Conforme recomenda o professor Julio César da Silva, existem alternativas práticas que unem prevenção e formação técnica. Uma delas é que o município aproveite o programa Crea Júnior, do Conselho Regional de Engenharia, para criar um mapeamento permanente das edificações em risco através de estudantes de engenharia que formariam um tipo de “força-tarefa”, inspecionando imóveis e sinalizando às prefeituras.
“Os alunos poderiam fazer levantamentos prévios em toda a cidade, criar uma matriz de prioridades e permitir que a prefeitura atuasse nos locais mais críticos”, sugere.
Ainda segundo o engenheiro, o custo de uma obra emergencial pode ser até cinco vezes maior do que o de uma ação preventiva.
“Hoje, o poder público trabalha muito mais com gestão de crise, ou seja, reage depois do problema, do que com gestão de risco, que é preventiva. Só que a prevenção exige planejamento, projeto e monitoramento”, conclui.
Recomendações importantes
Atente-se a sinais de alerta na edificação
- Rachaduras novas que se alargam ou mudam de posição.
- Deslocamentos visíveis de paredes, pisos ou tetos.
- Estalos, vibrações ou barulhos incomuns que não eram habituais.
- Infiltrações graves ou água escorrendo em locais estruturais.
Suspenda o uso do imóvel ou da área afetada até avaliação técnica
- Em caso de risco visível, interrompa o acesso à área ou prédio.

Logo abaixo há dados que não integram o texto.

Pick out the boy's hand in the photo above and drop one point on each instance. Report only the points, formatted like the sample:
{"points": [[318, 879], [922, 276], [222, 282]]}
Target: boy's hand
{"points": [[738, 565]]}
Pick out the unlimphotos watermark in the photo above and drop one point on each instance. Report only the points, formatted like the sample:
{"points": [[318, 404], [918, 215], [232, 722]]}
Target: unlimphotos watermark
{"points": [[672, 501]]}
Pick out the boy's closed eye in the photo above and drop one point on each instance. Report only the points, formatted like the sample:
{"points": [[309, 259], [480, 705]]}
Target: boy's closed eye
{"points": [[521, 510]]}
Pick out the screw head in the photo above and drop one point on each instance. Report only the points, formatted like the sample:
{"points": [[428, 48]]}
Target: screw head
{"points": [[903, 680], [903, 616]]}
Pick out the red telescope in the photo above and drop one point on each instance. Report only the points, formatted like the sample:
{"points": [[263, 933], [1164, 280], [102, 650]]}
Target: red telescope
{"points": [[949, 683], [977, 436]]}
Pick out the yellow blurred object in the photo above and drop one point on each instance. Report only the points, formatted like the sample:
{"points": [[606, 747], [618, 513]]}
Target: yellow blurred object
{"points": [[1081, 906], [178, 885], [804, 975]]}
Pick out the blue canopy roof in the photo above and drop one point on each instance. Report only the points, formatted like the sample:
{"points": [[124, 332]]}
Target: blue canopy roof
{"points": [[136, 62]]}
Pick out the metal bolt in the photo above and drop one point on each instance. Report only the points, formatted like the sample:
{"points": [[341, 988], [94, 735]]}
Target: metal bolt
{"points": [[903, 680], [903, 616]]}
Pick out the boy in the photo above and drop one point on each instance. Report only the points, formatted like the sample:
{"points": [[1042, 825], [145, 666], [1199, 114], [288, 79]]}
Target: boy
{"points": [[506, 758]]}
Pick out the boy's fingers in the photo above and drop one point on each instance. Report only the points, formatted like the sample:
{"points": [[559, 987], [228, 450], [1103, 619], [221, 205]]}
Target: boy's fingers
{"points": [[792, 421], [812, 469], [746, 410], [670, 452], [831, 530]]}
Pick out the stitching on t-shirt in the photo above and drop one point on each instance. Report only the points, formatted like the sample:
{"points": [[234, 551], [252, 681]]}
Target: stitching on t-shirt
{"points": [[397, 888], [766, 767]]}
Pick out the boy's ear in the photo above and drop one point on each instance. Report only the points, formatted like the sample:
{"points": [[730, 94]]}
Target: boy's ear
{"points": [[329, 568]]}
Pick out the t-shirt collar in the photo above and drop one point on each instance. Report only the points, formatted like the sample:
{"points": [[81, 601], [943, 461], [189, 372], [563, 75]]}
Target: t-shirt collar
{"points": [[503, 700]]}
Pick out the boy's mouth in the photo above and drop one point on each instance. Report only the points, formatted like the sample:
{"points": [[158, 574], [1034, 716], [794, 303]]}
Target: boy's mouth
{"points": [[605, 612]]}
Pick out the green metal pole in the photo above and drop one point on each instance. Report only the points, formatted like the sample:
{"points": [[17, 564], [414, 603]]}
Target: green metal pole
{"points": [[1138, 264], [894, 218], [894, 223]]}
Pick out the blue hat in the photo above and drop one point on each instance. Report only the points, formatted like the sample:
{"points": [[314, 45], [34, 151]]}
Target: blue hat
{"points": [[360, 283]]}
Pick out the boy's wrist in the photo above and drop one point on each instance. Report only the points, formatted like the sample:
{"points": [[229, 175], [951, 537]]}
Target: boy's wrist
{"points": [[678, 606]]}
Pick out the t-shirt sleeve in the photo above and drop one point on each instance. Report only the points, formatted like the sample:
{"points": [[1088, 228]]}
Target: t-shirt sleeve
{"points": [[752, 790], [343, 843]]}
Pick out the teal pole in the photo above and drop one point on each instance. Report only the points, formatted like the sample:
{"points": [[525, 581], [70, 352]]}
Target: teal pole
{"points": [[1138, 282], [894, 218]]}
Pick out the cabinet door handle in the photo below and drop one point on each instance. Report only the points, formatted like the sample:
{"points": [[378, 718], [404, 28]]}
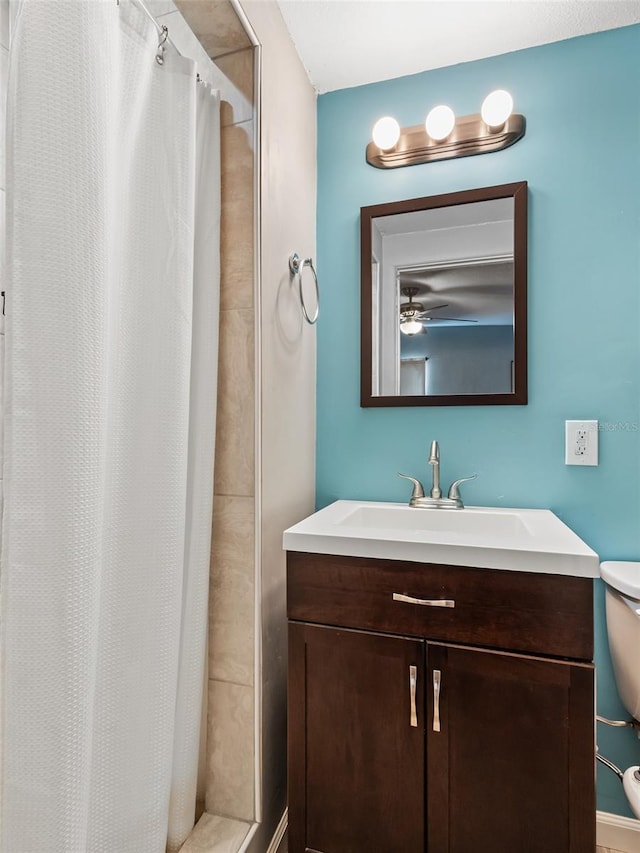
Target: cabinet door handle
{"points": [[436, 699], [413, 679], [427, 602]]}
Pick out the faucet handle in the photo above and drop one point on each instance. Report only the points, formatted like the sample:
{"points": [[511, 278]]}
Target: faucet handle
{"points": [[454, 494], [418, 488]]}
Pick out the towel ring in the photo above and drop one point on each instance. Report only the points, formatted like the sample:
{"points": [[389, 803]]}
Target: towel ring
{"points": [[296, 265]]}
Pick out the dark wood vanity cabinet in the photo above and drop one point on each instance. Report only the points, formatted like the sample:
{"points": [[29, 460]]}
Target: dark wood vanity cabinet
{"points": [[406, 738]]}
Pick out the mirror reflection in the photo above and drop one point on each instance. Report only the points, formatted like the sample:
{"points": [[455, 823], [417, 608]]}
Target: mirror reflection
{"points": [[443, 296]]}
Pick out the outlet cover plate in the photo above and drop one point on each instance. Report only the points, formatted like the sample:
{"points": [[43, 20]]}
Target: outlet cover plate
{"points": [[581, 443]]}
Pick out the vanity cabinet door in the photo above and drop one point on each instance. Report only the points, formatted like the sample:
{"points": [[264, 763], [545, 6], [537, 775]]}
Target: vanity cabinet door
{"points": [[510, 753], [356, 741]]}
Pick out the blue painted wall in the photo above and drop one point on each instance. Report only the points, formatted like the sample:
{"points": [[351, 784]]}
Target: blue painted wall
{"points": [[581, 157]]}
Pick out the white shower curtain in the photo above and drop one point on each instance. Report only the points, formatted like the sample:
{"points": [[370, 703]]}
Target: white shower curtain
{"points": [[112, 310]]}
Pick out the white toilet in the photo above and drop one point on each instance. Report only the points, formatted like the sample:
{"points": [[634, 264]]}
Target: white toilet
{"points": [[623, 628]]}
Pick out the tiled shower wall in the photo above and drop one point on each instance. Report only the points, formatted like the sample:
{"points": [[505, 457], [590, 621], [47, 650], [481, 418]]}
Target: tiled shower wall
{"points": [[231, 749]]}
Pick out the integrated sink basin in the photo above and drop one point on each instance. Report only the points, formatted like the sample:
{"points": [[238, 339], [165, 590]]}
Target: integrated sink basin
{"points": [[525, 540], [471, 522]]}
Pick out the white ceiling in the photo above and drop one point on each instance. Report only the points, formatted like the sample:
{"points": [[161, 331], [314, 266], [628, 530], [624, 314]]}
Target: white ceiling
{"points": [[344, 43]]}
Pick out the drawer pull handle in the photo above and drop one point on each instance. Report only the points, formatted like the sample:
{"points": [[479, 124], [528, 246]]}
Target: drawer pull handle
{"points": [[436, 700], [413, 678], [427, 602]]}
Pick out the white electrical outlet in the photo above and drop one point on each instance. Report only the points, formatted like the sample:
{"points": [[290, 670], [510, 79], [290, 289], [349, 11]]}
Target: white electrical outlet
{"points": [[581, 443]]}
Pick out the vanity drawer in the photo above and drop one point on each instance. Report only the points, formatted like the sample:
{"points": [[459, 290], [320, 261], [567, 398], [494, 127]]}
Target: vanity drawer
{"points": [[540, 613]]}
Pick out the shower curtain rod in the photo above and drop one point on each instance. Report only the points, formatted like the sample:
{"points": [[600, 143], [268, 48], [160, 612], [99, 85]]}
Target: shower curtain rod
{"points": [[163, 31]]}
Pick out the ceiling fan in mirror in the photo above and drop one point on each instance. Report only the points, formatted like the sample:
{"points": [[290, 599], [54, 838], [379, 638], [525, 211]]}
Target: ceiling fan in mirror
{"points": [[414, 316]]}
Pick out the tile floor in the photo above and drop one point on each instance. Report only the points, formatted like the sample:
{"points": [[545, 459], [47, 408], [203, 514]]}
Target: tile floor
{"points": [[283, 848]]}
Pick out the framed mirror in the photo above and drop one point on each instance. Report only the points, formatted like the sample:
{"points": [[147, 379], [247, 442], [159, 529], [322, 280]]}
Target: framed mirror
{"points": [[444, 299]]}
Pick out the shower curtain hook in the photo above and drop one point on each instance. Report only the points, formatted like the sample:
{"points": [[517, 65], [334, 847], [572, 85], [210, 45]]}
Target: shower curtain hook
{"points": [[164, 35]]}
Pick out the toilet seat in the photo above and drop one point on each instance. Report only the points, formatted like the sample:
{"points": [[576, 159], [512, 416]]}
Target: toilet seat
{"points": [[623, 576]]}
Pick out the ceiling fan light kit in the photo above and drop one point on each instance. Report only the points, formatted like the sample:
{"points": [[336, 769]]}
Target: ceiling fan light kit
{"points": [[414, 316], [444, 136]]}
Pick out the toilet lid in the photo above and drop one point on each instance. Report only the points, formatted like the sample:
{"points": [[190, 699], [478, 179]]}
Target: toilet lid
{"points": [[625, 577]]}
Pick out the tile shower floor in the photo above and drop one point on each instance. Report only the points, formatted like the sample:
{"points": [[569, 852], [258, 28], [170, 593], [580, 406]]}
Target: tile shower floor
{"points": [[283, 848]]}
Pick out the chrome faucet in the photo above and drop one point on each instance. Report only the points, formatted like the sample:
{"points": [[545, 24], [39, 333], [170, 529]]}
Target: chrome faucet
{"points": [[435, 499]]}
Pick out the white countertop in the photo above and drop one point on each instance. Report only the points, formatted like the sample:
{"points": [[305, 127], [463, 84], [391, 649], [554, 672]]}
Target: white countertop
{"points": [[524, 540]]}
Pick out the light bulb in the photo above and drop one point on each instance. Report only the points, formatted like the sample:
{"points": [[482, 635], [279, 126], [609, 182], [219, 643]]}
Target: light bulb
{"points": [[410, 327], [386, 132], [440, 122], [496, 108]]}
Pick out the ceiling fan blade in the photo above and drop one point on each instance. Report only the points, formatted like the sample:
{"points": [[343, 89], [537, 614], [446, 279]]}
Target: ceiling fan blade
{"points": [[435, 308], [454, 319]]}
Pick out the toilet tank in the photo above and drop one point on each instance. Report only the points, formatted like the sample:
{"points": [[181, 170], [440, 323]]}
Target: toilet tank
{"points": [[623, 628]]}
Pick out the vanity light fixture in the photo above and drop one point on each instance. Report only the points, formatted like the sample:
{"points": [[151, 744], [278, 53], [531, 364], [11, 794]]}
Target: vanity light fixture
{"points": [[443, 136]]}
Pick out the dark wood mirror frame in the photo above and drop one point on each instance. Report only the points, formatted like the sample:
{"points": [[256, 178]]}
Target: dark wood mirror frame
{"points": [[518, 397]]}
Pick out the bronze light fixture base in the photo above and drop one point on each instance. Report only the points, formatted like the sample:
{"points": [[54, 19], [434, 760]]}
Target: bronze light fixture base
{"points": [[469, 136]]}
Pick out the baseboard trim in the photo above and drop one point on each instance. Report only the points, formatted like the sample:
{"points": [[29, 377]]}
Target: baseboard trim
{"points": [[618, 833], [278, 835]]}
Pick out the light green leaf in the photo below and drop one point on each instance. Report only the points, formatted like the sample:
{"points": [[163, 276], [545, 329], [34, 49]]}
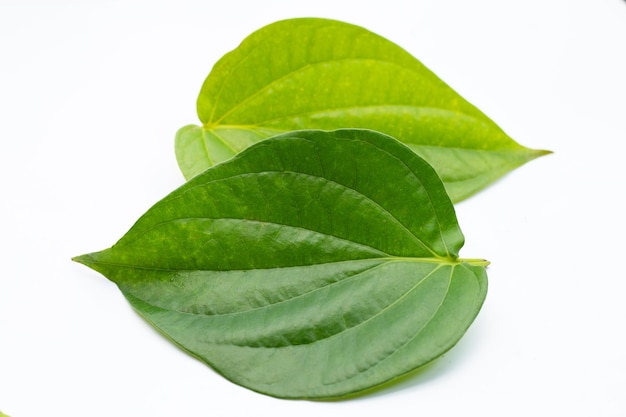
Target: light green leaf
{"points": [[325, 74], [313, 264]]}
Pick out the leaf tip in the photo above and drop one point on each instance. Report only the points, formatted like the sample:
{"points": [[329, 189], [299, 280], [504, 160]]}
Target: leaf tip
{"points": [[86, 259]]}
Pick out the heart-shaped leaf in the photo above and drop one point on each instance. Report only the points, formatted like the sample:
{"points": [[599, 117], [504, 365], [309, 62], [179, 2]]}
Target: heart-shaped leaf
{"points": [[325, 74], [312, 265]]}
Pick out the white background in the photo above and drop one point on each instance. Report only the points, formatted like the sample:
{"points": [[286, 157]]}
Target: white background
{"points": [[92, 92]]}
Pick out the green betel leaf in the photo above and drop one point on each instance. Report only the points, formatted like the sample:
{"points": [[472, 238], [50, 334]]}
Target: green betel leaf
{"points": [[324, 74], [314, 264]]}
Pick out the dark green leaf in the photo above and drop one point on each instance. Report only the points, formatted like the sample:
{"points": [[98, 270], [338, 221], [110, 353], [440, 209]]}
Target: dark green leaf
{"points": [[312, 265], [325, 74]]}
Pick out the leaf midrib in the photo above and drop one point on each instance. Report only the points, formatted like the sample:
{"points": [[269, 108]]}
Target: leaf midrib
{"points": [[210, 123], [377, 205]]}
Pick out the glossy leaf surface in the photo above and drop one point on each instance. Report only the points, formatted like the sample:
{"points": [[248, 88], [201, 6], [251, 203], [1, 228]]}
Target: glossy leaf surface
{"points": [[325, 74], [312, 265]]}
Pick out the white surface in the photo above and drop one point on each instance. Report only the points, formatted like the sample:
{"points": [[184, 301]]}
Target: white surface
{"points": [[91, 94]]}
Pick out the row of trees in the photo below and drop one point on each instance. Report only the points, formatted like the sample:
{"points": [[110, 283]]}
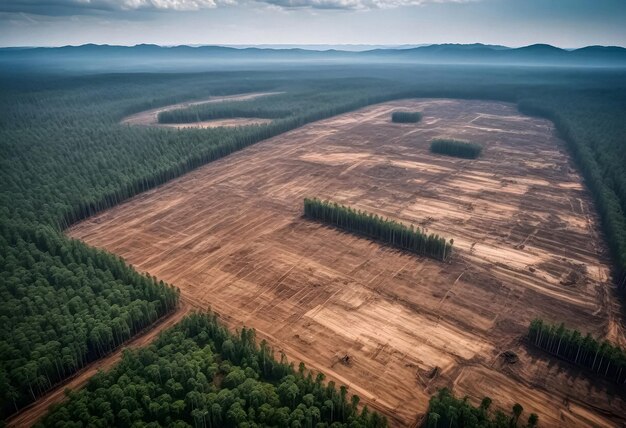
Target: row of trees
{"points": [[64, 156], [602, 357], [447, 411], [406, 116], [460, 149], [197, 374], [388, 231]]}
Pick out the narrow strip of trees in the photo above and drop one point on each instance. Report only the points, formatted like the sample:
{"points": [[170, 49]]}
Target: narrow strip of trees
{"points": [[447, 411], [459, 149], [388, 231], [601, 357], [406, 116]]}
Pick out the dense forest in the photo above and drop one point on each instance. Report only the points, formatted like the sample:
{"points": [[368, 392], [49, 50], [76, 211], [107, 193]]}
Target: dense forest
{"points": [[381, 229], [601, 357], [65, 156], [406, 116], [198, 374], [447, 411], [459, 149]]}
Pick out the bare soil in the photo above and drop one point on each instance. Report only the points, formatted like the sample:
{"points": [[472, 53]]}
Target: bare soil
{"points": [[232, 237], [31, 414], [151, 117], [238, 121]]}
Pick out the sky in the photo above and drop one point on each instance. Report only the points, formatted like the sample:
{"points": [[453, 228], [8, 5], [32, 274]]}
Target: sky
{"points": [[563, 23]]}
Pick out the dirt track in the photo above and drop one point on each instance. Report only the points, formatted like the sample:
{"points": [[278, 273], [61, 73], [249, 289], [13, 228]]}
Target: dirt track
{"points": [[231, 236], [28, 416], [151, 117]]}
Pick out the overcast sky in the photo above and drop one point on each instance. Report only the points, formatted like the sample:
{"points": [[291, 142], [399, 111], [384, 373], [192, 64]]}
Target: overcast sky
{"points": [[564, 23]]}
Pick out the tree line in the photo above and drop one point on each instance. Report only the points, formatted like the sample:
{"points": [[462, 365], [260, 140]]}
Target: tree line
{"points": [[459, 149], [64, 156], [371, 225], [447, 411], [406, 116], [63, 306], [198, 374], [601, 357]]}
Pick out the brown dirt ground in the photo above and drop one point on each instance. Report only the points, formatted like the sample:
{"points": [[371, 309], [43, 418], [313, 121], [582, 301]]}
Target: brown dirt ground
{"points": [[232, 237], [151, 117], [31, 414]]}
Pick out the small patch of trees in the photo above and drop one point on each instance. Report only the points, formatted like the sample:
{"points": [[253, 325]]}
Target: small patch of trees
{"points": [[447, 411], [198, 374], [459, 149], [388, 231], [406, 116], [602, 357]]}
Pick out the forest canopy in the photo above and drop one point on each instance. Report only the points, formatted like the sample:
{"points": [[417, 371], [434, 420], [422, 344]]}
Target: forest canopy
{"points": [[459, 149], [64, 156], [197, 374], [406, 116]]}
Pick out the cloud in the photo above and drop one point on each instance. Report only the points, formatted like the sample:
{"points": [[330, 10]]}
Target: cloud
{"points": [[353, 4], [80, 7], [90, 7]]}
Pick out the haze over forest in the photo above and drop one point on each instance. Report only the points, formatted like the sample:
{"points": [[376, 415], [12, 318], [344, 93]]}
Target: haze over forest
{"points": [[313, 213]]}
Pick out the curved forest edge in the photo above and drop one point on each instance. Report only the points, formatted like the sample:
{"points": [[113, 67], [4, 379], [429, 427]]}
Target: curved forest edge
{"points": [[67, 280]]}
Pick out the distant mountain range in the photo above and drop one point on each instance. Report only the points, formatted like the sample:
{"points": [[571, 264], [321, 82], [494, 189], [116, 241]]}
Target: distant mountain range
{"points": [[92, 56]]}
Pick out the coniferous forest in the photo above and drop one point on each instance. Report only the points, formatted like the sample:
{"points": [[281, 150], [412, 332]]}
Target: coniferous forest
{"points": [[371, 225], [447, 411], [64, 156], [601, 357], [459, 149], [198, 374], [406, 116]]}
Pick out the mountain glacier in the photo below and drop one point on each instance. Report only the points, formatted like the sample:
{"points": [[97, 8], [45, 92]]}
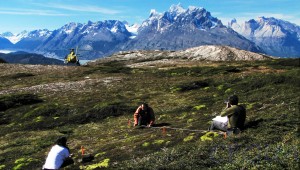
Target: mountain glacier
{"points": [[175, 29], [181, 28], [276, 37]]}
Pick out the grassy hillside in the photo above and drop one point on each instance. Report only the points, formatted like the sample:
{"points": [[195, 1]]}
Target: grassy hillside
{"points": [[91, 105]]}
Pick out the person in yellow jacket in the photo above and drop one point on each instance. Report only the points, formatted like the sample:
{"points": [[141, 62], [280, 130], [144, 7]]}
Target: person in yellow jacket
{"points": [[71, 58], [144, 115]]}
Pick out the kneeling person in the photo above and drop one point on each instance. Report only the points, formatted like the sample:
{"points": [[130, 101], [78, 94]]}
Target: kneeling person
{"points": [[144, 115], [236, 115]]}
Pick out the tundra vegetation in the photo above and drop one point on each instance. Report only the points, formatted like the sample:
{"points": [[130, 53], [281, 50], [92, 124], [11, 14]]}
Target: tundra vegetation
{"points": [[91, 106]]}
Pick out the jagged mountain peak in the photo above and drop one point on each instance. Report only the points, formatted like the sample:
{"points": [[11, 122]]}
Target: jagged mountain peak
{"points": [[275, 36], [196, 17]]}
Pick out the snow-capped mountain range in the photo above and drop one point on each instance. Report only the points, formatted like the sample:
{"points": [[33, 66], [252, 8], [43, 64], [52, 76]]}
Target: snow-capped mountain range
{"points": [[276, 37], [175, 29]]}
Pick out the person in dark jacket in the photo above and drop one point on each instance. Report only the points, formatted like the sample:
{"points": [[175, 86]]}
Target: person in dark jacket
{"points": [[144, 115]]}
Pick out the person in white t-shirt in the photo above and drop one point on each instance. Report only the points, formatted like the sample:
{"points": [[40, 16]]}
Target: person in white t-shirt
{"points": [[59, 155]]}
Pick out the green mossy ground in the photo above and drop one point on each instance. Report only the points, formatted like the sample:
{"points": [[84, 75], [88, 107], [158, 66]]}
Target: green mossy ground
{"points": [[95, 114]]}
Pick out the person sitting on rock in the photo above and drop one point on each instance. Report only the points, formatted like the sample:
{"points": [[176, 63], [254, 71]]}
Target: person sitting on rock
{"points": [[144, 115], [236, 115], [59, 155]]}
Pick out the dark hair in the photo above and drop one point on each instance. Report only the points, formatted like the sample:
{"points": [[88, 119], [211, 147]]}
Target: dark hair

- Mantenha distância da edificação até que um profissional habilitado avalie.
- Em prédios com múltiplas unidades, informe imediatamente síndico ou responsável.
Acione imediatamente a Defesa Civil
- Ligue para 199 para comunicar abalo estrutural ou risco iminente.
- Forneça endereço completo, referências, descrição dos sinais observados.
- Não confie apenas em “esperar para ver” — a prevenção salva vidas.
Evite interferências e modificações severas sem autorização
- Não realize escavações, cortes de vigas ou remoção de elementos estruturais sem projeto e supervisão técnica.
- Evite remover vegetação ou camadas de proteção em encostas ou imóveis adjacentes.
- Qualquer obra ou intervenção deve ser comunicada ao síndico ou proprietário e, se necessário, à Prefeitura.
Organize a documentação do imóvel e a vistoria preventiva
- Tenha em mãos: laudo de engenharia, termo de responsabilidade técnica, alvarás.
- Síndicos/proprietários devem contratar engenheiro ou técnico para vistoria periódica.
- Registre relatórios, fotografias e histórico de manutenções — facilitam fiscalizações e ações emergenciais.
Mantenha um plano de evacuação ou retirada de emergência
- Defina rotas de saída seguras, pontos de encontro e responsáveis.
- Oriente moradores ou usuários do imóvel sobre o que fazer caso o abalo se agrave.
- Mantenha luzes de emergência, lanterna, kit com documentos importantes.
Acompanhe alertas meteorológicos e de risco da cidade
- Em casos de chuvas intensas, ventos fortes ou deslizamentos, o imóvel pode sofrer danos adicionais.
- Acesse o site ou app do Sistema Alerta Rio para checar alertas no município.
- Em situações de aviso, evacue a zona de risco ou imóvel vulnerável.